Guchhupani. aka Robber’s Cave. Go there, if you think you have the “IT” to face the impish jokes of waters chuckling at your ineptitude. Or if you are not shy of floundering as her rush engulfs you, only up to your calves maybe, or knees, or thighs (I don’t know your height, you see), but engulfing you nevertheless. In her impatient hurry to meet the yet-unknown fate, she rushes on. Or perhaps you are the kind with the “IT” to wade her waters against the flow, you who can appreciate her power. And while you are doing so, look up. The sky peers in at you from between just an itty-wide gap between giant crags. As you walk in this tunnel from heaven-hell (especially after an almost unprecedented monsoon), if you are me, you will feel an urgency to soak it all in. The weathered rocks on two sides, the blue sky amidst a shock of green, oh-so green life high up, and she – the stream, laughing under your feet. Not shy of their being, they aren’t.
So the earnest B, and I, his fanciful wife took it upon ourselves to road ourselves a little on an exceptionally aimless day. When we want to ‘road’ and the day is exceptionally aimless, we set out to Mussourie to sit in our favourite Clock Tower cafe for some black coffee. So, we set out. Halfway on the Rajpur road, a tug of guilt nudged us to remember that we hadn’t seen much of Doon. The place that housed us, and so very well at that. We took a quick turn. To where, but? We didn’t know yet.
Guchhupani. Had it been Facebook, my dying addiction, I’d have added a cute smilie. But it is not. So I won’t. But the name still brings a smile. Why? Well, I am a sucker for awesome.
This cave, as it is surprisingly called (I didn’t see any) was Sultana’s cave. Grapevines are a little entangled, but what the most popular ones claim is that Sultana the Robber (aka Sultana Daakoo) was a Robin Hood of sorts of this region and a big-pain-in-all-parts for the British. If you can read Hindi, here’s an article on him. Since I am deviating from the original awesomeness, I’ll pull myself back to it. Some other time about the said robber. We grew up reading about him in Amar Chitra Kathas… Well, whatever.

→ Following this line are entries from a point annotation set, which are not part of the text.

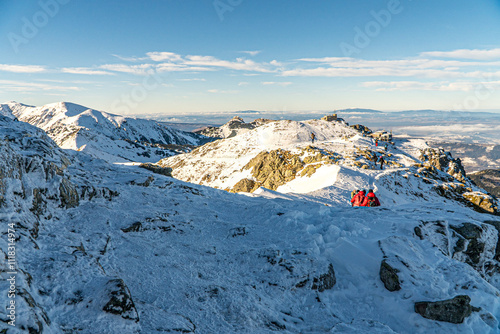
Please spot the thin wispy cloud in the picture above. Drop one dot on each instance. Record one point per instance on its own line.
(274, 83)
(251, 53)
(22, 68)
(193, 79)
(22, 86)
(475, 54)
(129, 59)
(84, 70)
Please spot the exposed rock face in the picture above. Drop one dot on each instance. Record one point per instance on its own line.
(325, 281)
(232, 128)
(167, 171)
(444, 161)
(452, 310)
(361, 128)
(478, 245)
(245, 185)
(275, 168)
(488, 179)
(68, 193)
(120, 301)
(483, 201)
(389, 276)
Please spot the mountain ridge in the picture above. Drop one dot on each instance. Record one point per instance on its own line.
(112, 137)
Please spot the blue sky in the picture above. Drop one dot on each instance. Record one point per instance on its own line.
(190, 56)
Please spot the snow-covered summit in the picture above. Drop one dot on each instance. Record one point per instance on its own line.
(281, 156)
(103, 135)
(102, 248)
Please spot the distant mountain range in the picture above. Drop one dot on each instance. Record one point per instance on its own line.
(111, 137)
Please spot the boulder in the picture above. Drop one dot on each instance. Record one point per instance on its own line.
(453, 310)
(245, 185)
(389, 276)
(120, 301)
(325, 281)
(68, 194)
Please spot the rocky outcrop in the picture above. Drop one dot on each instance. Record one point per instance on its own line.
(483, 201)
(120, 301)
(275, 168)
(443, 161)
(232, 128)
(488, 179)
(167, 171)
(68, 194)
(389, 276)
(325, 281)
(453, 310)
(477, 200)
(361, 128)
(245, 185)
(477, 245)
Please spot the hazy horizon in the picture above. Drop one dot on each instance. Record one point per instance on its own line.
(185, 57)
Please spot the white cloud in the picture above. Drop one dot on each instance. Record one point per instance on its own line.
(142, 69)
(84, 70)
(218, 91)
(129, 59)
(193, 79)
(474, 54)
(431, 86)
(164, 56)
(22, 68)
(251, 53)
(21, 86)
(283, 84)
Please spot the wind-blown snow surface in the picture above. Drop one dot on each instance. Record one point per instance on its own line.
(106, 136)
(187, 258)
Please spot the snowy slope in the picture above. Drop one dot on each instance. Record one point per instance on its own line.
(112, 249)
(111, 137)
(339, 161)
(234, 127)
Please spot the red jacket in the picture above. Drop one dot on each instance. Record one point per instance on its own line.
(358, 199)
(368, 198)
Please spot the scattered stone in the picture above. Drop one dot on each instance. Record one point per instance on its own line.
(389, 276)
(453, 310)
(120, 301)
(325, 281)
(68, 194)
(167, 171)
(245, 185)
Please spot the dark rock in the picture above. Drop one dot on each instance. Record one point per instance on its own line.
(451, 310)
(389, 276)
(120, 301)
(167, 171)
(69, 195)
(475, 247)
(496, 224)
(325, 281)
(135, 227)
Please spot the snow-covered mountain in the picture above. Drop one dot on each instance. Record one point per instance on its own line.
(232, 128)
(102, 248)
(110, 137)
(280, 156)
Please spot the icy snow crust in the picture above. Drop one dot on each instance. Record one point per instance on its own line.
(201, 260)
(106, 136)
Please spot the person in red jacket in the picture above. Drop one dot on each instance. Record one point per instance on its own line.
(370, 199)
(358, 198)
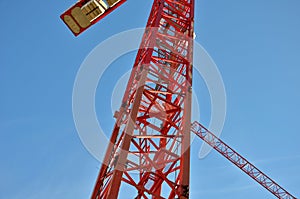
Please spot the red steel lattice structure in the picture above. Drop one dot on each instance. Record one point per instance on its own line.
(240, 161)
(152, 131)
(149, 147)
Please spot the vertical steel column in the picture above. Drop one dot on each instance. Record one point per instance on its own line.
(150, 144)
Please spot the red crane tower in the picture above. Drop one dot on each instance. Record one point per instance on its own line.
(150, 144)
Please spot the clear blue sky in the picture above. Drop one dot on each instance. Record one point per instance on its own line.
(254, 43)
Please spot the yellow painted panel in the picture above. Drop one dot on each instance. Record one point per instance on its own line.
(103, 4)
(112, 2)
(72, 24)
(80, 17)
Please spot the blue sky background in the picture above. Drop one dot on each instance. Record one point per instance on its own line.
(254, 43)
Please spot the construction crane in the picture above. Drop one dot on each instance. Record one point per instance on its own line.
(149, 147)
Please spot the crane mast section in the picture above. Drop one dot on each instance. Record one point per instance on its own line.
(240, 161)
(149, 147)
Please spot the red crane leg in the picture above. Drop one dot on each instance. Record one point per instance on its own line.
(150, 144)
(240, 161)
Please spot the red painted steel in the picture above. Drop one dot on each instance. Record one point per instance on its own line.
(240, 161)
(149, 150)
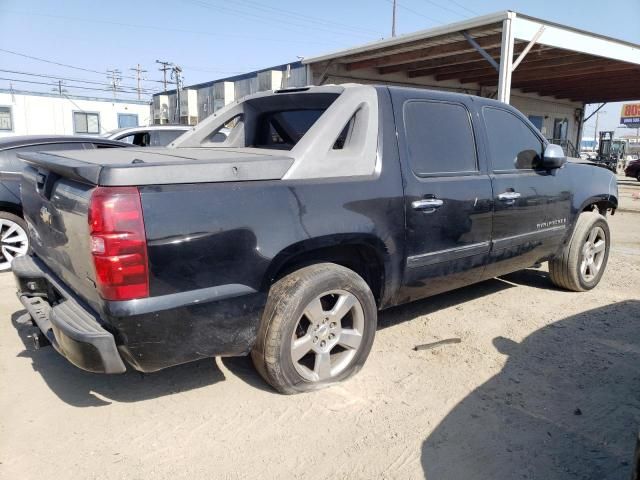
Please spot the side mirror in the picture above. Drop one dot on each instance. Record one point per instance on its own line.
(553, 157)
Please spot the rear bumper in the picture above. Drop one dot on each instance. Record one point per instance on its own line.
(72, 330)
(149, 334)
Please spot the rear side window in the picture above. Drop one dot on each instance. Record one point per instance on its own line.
(439, 137)
(162, 138)
(285, 128)
(512, 144)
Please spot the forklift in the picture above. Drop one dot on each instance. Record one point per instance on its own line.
(610, 151)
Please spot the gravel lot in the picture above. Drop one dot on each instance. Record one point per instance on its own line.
(545, 384)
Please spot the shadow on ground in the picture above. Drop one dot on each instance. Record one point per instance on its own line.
(566, 405)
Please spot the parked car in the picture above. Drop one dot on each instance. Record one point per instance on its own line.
(633, 169)
(323, 206)
(151, 136)
(13, 237)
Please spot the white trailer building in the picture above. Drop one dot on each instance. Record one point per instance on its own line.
(33, 113)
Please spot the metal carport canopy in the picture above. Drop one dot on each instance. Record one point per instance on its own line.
(499, 52)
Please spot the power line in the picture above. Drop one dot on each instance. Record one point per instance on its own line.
(166, 29)
(442, 7)
(139, 73)
(66, 85)
(164, 69)
(415, 12)
(62, 64)
(315, 20)
(278, 19)
(58, 77)
(464, 7)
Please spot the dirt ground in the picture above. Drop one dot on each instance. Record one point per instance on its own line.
(545, 385)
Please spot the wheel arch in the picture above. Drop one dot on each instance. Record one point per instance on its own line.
(10, 207)
(600, 202)
(364, 254)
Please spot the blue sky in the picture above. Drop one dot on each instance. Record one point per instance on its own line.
(216, 38)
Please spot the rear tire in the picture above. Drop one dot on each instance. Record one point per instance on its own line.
(582, 262)
(14, 240)
(317, 328)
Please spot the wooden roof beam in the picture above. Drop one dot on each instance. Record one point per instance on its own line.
(535, 71)
(552, 59)
(594, 79)
(477, 64)
(546, 87)
(462, 46)
(558, 72)
(437, 62)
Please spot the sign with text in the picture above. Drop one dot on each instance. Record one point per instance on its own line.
(630, 115)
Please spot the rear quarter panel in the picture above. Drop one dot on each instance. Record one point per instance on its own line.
(201, 236)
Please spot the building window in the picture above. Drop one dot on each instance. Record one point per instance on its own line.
(126, 120)
(84, 122)
(5, 119)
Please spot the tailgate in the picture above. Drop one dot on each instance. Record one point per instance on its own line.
(56, 211)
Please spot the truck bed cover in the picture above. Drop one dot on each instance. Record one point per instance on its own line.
(159, 166)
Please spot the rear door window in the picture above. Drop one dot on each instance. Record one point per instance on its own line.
(439, 137)
(512, 144)
(162, 138)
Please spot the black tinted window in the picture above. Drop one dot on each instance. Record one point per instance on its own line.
(162, 138)
(285, 128)
(439, 137)
(512, 144)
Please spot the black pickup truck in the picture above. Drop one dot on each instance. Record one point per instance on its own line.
(284, 238)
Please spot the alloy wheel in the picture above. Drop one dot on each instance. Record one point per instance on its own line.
(327, 336)
(593, 253)
(13, 242)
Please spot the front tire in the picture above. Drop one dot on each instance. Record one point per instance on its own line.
(582, 262)
(14, 240)
(317, 328)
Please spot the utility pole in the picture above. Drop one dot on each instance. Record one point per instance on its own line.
(176, 72)
(164, 69)
(58, 87)
(595, 134)
(393, 19)
(116, 78)
(139, 73)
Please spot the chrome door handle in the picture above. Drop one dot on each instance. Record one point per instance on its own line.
(428, 205)
(508, 196)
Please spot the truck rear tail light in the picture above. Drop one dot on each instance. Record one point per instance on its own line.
(118, 243)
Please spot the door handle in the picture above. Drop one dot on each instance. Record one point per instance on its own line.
(428, 205)
(509, 196)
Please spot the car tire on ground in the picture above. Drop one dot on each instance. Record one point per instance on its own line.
(317, 328)
(582, 262)
(14, 240)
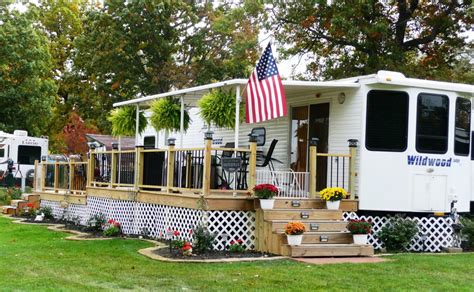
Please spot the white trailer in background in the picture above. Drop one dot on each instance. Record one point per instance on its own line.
(22, 151)
(414, 136)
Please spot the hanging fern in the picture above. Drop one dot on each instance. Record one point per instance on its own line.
(166, 115)
(123, 121)
(218, 108)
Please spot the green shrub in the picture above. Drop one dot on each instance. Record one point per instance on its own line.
(398, 233)
(47, 211)
(203, 239)
(467, 232)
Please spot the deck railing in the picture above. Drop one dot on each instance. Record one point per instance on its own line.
(61, 176)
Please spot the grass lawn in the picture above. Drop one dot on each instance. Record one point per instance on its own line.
(34, 258)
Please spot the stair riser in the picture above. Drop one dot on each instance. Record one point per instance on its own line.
(296, 215)
(322, 226)
(302, 251)
(316, 238)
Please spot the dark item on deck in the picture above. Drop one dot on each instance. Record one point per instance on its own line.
(267, 160)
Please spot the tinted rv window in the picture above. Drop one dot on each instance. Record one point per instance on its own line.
(28, 154)
(387, 121)
(149, 141)
(462, 129)
(432, 123)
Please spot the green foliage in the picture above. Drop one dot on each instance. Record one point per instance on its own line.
(47, 212)
(27, 91)
(349, 38)
(202, 239)
(218, 108)
(467, 232)
(397, 233)
(166, 114)
(124, 119)
(96, 222)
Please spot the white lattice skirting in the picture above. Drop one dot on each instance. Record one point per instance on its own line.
(154, 220)
(437, 231)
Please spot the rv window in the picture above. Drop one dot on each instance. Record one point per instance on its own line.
(387, 121)
(28, 154)
(149, 142)
(432, 123)
(462, 128)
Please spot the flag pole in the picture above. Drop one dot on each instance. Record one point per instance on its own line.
(237, 116)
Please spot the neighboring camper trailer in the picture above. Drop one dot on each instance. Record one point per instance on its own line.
(414, 137)
(18, 153)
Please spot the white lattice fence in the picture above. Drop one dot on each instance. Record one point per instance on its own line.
(437, 231)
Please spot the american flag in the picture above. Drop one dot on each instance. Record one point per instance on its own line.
(265, 94)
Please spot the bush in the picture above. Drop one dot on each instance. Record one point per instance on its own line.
(398, 233)
(467, 232)
(203, 239)
(96, 222)
(47, 212)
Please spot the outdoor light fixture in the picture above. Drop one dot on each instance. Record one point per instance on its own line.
(341, 98)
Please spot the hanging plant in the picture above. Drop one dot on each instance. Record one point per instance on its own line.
(218, 108)
(166, 115)
(123, 121)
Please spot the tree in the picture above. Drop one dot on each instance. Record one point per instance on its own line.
(347, 38)
(27, 90)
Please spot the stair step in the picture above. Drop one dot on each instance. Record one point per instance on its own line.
(324, 238)
(286, 214)
(346, 205)
(312, 225)
(330, 250)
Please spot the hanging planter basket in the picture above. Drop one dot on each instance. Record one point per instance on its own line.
(166, 115)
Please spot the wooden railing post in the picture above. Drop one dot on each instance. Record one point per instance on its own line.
(313, 155)
(352, 172)
(206, 181)
(170, 175)
(91, 166)
(113, 167)
(71, 176)
(252, 163)
(139, 167)
(56, 176)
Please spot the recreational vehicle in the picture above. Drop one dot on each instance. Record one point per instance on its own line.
(18, 153)
(411, 139)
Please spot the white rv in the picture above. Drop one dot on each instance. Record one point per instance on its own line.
(22, 150)
(414, 136)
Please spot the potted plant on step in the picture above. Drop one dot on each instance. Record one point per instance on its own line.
(360, 229)
(294, 232)
(333, 197)
(266, 192)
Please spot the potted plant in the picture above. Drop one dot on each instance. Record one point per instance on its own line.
(266, 192)
(360, 229)
(294, 232)
(333, 197)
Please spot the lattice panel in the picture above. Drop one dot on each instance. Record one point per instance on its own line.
(120, 211)
(437, 230)
(58, 212)
(232, 225)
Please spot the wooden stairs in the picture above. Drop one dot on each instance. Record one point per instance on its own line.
(16, 206)
(326, 234)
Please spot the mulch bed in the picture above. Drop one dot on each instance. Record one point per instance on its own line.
(165, 252)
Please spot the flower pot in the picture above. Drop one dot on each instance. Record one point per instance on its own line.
(267, 204)
(360, 238)
(294, 239)
(333, 205)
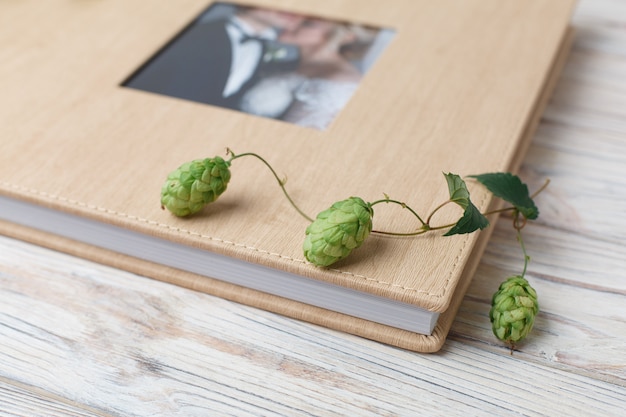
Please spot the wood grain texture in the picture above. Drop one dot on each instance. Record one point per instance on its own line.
(78, 338)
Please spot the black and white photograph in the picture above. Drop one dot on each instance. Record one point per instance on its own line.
(265, 62)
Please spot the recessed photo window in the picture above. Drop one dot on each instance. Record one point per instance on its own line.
(265, 62)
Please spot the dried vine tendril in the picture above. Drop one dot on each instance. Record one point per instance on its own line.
(346, 224)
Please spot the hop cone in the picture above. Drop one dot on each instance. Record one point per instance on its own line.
(337, 231)
(194, 184)
(513, 310)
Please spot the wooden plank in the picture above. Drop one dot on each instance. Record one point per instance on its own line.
(115, 341)
(20, 400)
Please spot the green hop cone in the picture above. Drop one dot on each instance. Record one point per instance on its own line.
(194, 184)
(337, 231)
(513, 310)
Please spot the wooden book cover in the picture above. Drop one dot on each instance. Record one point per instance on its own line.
(100, 100)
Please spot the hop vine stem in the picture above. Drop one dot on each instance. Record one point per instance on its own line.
(519, 225)
(281, 182)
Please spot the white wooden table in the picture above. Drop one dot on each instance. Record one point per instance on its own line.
(78, 338)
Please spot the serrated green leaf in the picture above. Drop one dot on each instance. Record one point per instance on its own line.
(511, 189)
(471, 221)
(458, 190)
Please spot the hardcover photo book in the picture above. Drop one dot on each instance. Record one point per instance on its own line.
(102, 100)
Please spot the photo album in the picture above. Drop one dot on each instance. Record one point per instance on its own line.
(245, 148)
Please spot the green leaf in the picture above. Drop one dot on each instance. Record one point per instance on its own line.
(471, 221)
(511, 189)
(458, 190)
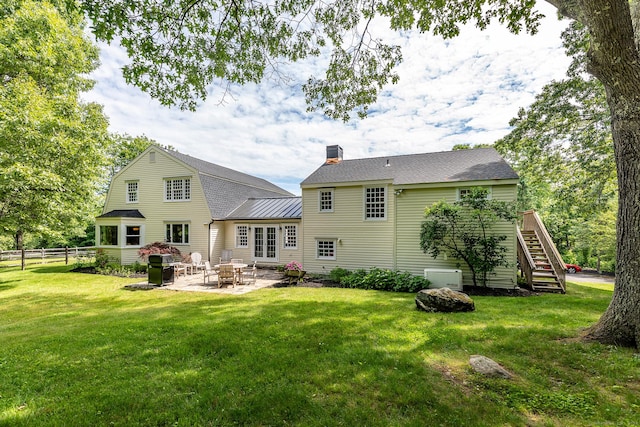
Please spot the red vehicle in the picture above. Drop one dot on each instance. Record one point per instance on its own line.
(573, 268)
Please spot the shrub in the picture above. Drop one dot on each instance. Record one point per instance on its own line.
(384, 280)
(338, 273)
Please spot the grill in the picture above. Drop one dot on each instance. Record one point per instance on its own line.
(160, 270)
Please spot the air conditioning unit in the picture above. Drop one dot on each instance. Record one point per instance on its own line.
(441, 278)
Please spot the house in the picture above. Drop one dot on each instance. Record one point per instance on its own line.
(367, 213)
(197, 206)
(352, 214)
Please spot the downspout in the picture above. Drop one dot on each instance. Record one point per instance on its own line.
(209, 240)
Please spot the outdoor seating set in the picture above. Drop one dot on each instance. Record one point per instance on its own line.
(232, 271)
(229, 271)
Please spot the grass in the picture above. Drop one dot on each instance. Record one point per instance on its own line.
(78, 349)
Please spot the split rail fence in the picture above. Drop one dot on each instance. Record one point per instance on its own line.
(42, 256)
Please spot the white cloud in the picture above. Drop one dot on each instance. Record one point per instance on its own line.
(463, 90)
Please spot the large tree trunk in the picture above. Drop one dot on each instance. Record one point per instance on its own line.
(614, 60)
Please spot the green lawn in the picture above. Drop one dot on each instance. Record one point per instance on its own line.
(79, 350)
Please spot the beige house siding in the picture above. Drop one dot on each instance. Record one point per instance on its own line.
(411, 204)
(360, 243)
(284, 255)
(150, 170)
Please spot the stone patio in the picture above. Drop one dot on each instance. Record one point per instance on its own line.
(266, 278)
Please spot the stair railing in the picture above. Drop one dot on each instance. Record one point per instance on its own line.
(532, 222)
(527, 265)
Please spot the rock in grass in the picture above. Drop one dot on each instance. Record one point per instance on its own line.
(488, 367)
(443, 300)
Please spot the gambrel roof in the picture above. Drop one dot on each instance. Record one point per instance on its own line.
(477, 164)
(226, 189)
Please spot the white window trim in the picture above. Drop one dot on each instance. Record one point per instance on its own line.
(284, 237)
(140, 235)
(335, 249)
(459, 190)
(247, 236)
(184, 179)
(326, 190)
(364, 204)
(183, 223)
(137, 192)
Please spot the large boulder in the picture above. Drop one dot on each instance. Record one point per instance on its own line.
(443, 300)
(488, 367)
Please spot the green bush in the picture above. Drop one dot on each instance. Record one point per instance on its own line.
(338, 273)
(384, 280)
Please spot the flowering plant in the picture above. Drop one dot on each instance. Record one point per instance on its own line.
(293, 266)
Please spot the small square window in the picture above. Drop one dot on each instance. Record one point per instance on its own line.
(242, 236)
(326, 200)
(290, 236)
(132, 192)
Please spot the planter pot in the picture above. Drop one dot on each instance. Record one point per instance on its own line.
(294, 275)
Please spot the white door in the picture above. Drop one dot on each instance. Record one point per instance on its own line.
(265, 243)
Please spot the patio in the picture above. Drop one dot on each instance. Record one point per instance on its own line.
(195, 283)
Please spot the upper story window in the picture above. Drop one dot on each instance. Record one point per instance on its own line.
(290, 236)
(463, 192)
(325, 200)
(177, 233)
(242, 236)
(177, 189)
(375, 203)
(132, 191)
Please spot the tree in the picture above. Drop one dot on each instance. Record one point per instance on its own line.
(178, 48)
(52, 146)
(561, 146)
(464, 230)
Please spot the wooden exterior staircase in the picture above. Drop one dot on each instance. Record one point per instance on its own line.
(539, 259)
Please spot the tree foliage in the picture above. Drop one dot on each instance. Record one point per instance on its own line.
(465, 231)
(53, 146)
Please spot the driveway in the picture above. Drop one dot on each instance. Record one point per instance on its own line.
(590, 277)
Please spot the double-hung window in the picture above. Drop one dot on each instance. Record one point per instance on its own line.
(290, 236)
(177, 233)
(325, 200)
(177, 189)
(242, 236)
(132, 191)
(375, 203)
(326, 249)
(133, 235)
(108, 235)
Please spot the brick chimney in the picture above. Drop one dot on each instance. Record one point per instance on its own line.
(334, 154)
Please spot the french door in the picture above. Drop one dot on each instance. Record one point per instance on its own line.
(265, 243)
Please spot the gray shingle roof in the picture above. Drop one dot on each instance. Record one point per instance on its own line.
(123, 213)
(274, 208)
(226, 189)
(447, 166)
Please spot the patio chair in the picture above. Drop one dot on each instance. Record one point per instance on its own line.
(249, 275)
(226, 256)
(196, 262)
(226, 274)
(208, 271)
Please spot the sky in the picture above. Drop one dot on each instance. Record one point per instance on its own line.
(458, 91)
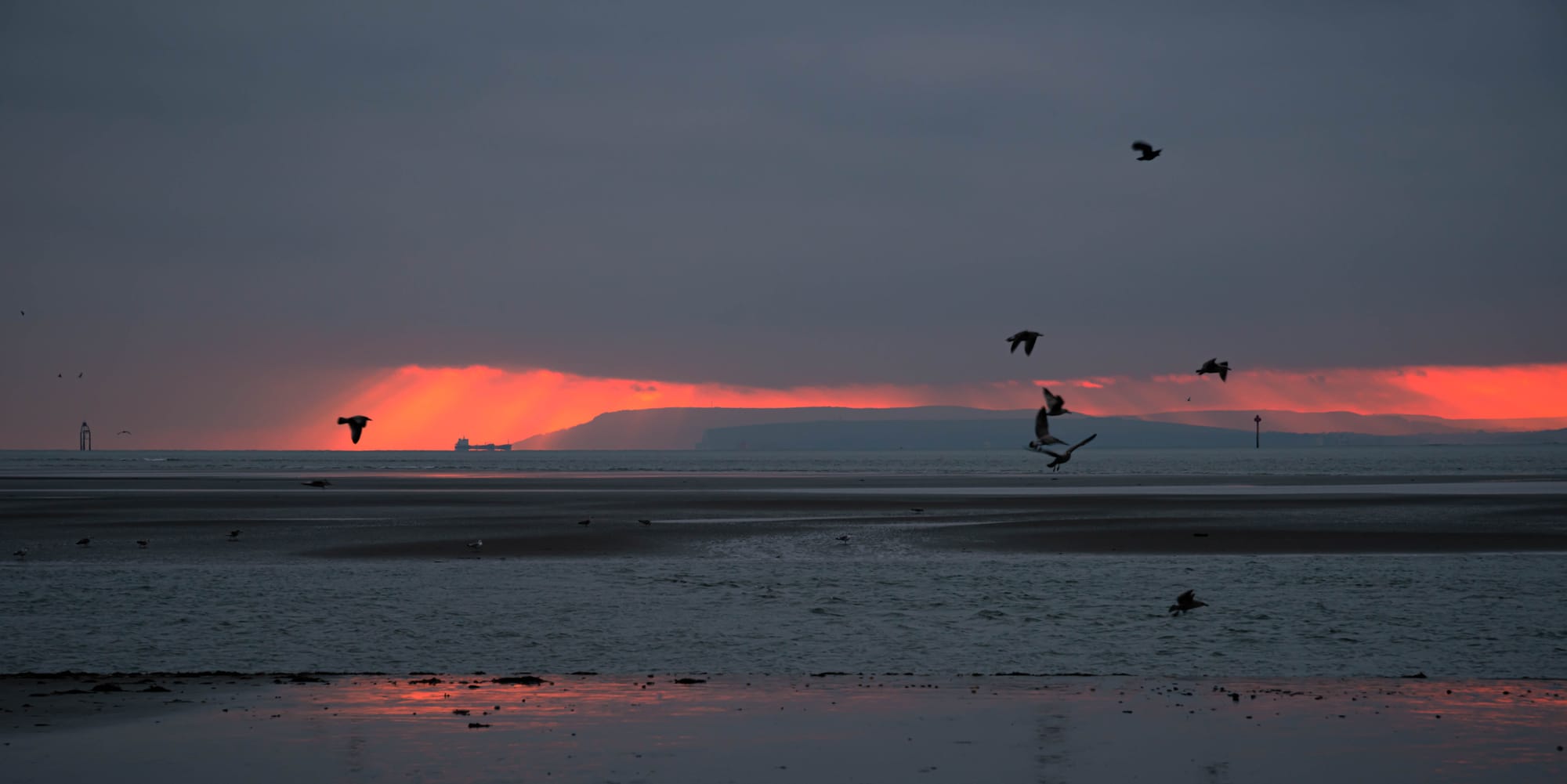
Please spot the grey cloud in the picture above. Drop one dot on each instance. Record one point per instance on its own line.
(789, 195)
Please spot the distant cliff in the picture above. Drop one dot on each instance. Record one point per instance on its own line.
(686, 427)
(954, 427)
(1011, 433)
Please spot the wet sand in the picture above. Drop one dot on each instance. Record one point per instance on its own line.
(701, 728)
(540, 516)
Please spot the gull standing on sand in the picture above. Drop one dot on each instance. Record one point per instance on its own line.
(1187, 601)
(1065, 457)
(356, 425)
(1214, 366)
(1027, 338)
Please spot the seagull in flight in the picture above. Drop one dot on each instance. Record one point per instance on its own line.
(1185, 602)
(1065, 457)
(1055, 405)
(356, 425)
(1027, 338)
(1214, 366)
(1043, 428)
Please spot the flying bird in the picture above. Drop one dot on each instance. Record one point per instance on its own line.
(1065, 457)
(356, 425)
(1214, 366)
(1043, 430)
(1055, 405)
(1148, 153)
(1027, 338)
(1187, 601)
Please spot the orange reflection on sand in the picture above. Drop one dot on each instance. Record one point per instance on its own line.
(582, 695)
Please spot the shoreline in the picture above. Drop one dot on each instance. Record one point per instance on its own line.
(704, 728)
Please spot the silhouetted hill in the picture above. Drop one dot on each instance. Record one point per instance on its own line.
(974, 433)
(686, 427)
(955, 427)
(1350, 422)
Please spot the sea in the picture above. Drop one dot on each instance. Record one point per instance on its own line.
(784, 604)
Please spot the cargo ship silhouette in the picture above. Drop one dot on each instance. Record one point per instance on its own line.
(465, 446)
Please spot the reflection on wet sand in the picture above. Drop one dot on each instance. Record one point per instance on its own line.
(828, 728)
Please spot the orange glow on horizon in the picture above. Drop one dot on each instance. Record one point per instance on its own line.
(429, 408)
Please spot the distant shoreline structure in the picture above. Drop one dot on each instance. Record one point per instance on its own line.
(465, 446)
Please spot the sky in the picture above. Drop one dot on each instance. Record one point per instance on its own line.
(239, 223)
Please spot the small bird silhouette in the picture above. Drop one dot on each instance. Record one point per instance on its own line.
(1185, 602)
(1148, 153)
(1214, 366)
(1063, 457)
(356, 425)
(1043, 424)
(1055, 405)
(1027, 339)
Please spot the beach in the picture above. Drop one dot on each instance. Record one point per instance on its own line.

Let’s move on to the matter at hand. Robber’s cave used to be one of his many hideouts. I can see why. Most sensible people will say thanks but no thanks and either walk away, or sit under one of those thatched huts they serve Maggi noodles in, and wonder at the world’s foolish robbers. But, if you are foolish (even if not a robber, Robin Hood or otherwise), you will imagine walking up the stream. Sure enough. You will go towards the collection of craggy, humongous rocks. There you will see that the stream is flowing out of those crags. Here, you will need to be much more than fanciful and foolish. You need to belong to a clan of die-hard explorers. You will pull up your jeans legs (if you are foolish enough to wear anything longer than shorts to such a place. We can be excused, we were aimless), remove your shoes (or wear strap sandals aka floaters in the world I live in), and wade in the almost-fierce waters. If you are bare feet and have cracked soles, this is the best pedicure ever. Trust me. I never lie about these things. The relentless rubbing of smooth, round pebbles on your soles that sometimes turns into a jagged shock is a great way to turn those paws into good-as-new kissables. So. You move on, ever grinning with pride derived from your clan of relentless hopefuls. The water is now deeper, reaching up to your calves, sometimes threatening to sweep you off your feet. Up ahead, the mouth of the ‘cave’ looks almost inviting. The grey-green water is almost pool-like, you can see the mouth narrowing back again on the other side. Adventure beckons, as you insist on prolonged pedicure.
As you reach the other side of the mouth, ready to flounder into the belly, the sky opens up. Well yes, it was still above you when you last saw, but this is beyond something else. Tall walls of grim rock reach up to the sky, but before they do, they make room for some trees. So, your vision includes, what seems like a kilometer of rock elevated upwards, the green, oh-so green brush, and the blue sky. Just an itty bit of blue line. Juxtaposed with the golden of the sun… Water trickles down along the face of the craggy ‘cave’ sometimes escaping the surface and falling down on you in rain-like elixir of cool, cool water. If you forgot the chuckling stream below your current vision, come back, because it is getting nastier. Deeper water, faster speed. And this goes on until you reach what? The belly? No! The source of the water. And the sound! Listen to it. It’s the best ever celebration of freedom towards unknown, unchartered lands. You, if you are me, will soak it all in and wade back towards these very lands. This time along with the chuckling, impish stream. Wading with the flow. And by the time you reach the place where you pulled up your jeans, your pedicured, kissable soles will be ready.
P.S. I didn’t see a cave doesn’t mean there isn’t one.
P.P.S. Though the picture above shows wet jeans legs not-pulled-up, the fact remains that I had some sense of fuss to pull them up. They rolled back to meet the waters, much to my relief. For I am, after all, fanciful.